[Jython-checkins] jython: Remove unicode reliance on str/bytes where character traits differ.
jeff.allen
jython-checkins at python.org
Fri Sep 11 00:58:40 CEST 2015
https://hg.python.org/jython/rev/a8e0825ab780
changeset: 7728:a8e0825ab780
user: Jeff Allen <ja.py at farowl.co.uk>
date: Thu Sep 10 07:54:29 2015 +0100
summary:
Remove unicode reliance on str/bytes where character traits differ.
Prior to this change, PyUnicode relied on methods from PyString, when
the string was basic plane, that classify characters (e.g. isalpha()).

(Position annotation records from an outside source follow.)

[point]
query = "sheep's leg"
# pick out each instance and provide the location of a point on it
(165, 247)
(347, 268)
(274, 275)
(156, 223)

This assumed PyString made a Unicode interpretation of the String.
When #2364 is fixed in PyString, this assumption will be incorrect.
files:
src/org/python/core/PyUnicode.java | 140 ++++++++--------
1 files changed, 71 insertions(+), 69 deletions(-)
diff --git a/src/org/python/core/PyUnicode.java b/src/org/python/core/PyUnicode.java
--- a/src/org/python/core/PyUnicode.java
+++ b/src/org/python/core/PyUnicode.java
@@ -9,6 +9,7 @@
import java.util.Set;
import com.google.common.base.CharMatcher;
+
import org.python.core.stringlib.FieldNameIterator;
import org.python.core.stringlib.MarkupIterator;
import org.python.expose.ExposedMethod;
@@ -582,7 +583,9 @@
}
public static String checkEncoding(String s) {
- if (s == null || CharMatcher.ASCII.matchesAllOf(s)) { return s; }
+ if (s == null || CharMatcher.ASCII.matchesAllOf(s)) {
+ return s;
+ }
return codecs.PyUnicode_EncodeASCII(s, s.length(), null);
}
@@ -739,19 +742,21 @@
return Py.makeCharacter(codepoint, true);
}
+ @Override
public int getInt(int i) {
return getString().codePointAt(translator.utf16Index(i));
}
- private class SubsequenceIteratorImpl implements Iterator {
+ /**
+ * An iterator returning code points from this array, for use when not basic plane.
+ */
+ private class SubsequenceIteratorImpl extends SubsequenceIteratorBasic {
- private int current, k, stop, step;
+ private int k; // UTF-16 index (of current)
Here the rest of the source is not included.